Academic bodies join to raise funds after fraud

Fraudulent financier Bernard Madoff may have disappeared from the headlines since being sentenced to 150 years in jail recently for having swindled billions of dollars out of thousands of investors, but the repercussions of the scam are still being felt in Israeli academic institutions such as the University of Haifa and the Technion, reports www.mynet.co.il. With both bodies having lost millions of shekels as a result of the fraud, they have now combined forces to try to find other ways to raise funds - and they hope to rope President Shimon Peres and the Bank of Israel into their efforts. According to the report, the Technion lost NIS 25 million directly after investing the money in Madoff's fraudulent pyramid-investment scheme, while the university did not invest money but lost out when one of its largest donors, the Yeshaya Horowitz Foundation, lost hundreds of millions of dollars in the fraud. The foundation was a significant contributor to institutions of higher education in Israel.

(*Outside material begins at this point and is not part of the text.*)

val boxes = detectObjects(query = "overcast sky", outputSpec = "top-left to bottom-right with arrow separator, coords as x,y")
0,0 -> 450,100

The report said that foundation representative Yair Green initiated a meeting between the deputy presidents of the two Haifa tertiary institutions, with the aim of pooling resources and creating a united body to raise funds for all the scientific and medical research in Israel. Green said he was aiming to raise about $500 million over five years from philanthropists around the world, and that he was hoping to get President Shimon Peres to head the fund and the Bank of Israel to manage it. No response to the proposal was reported.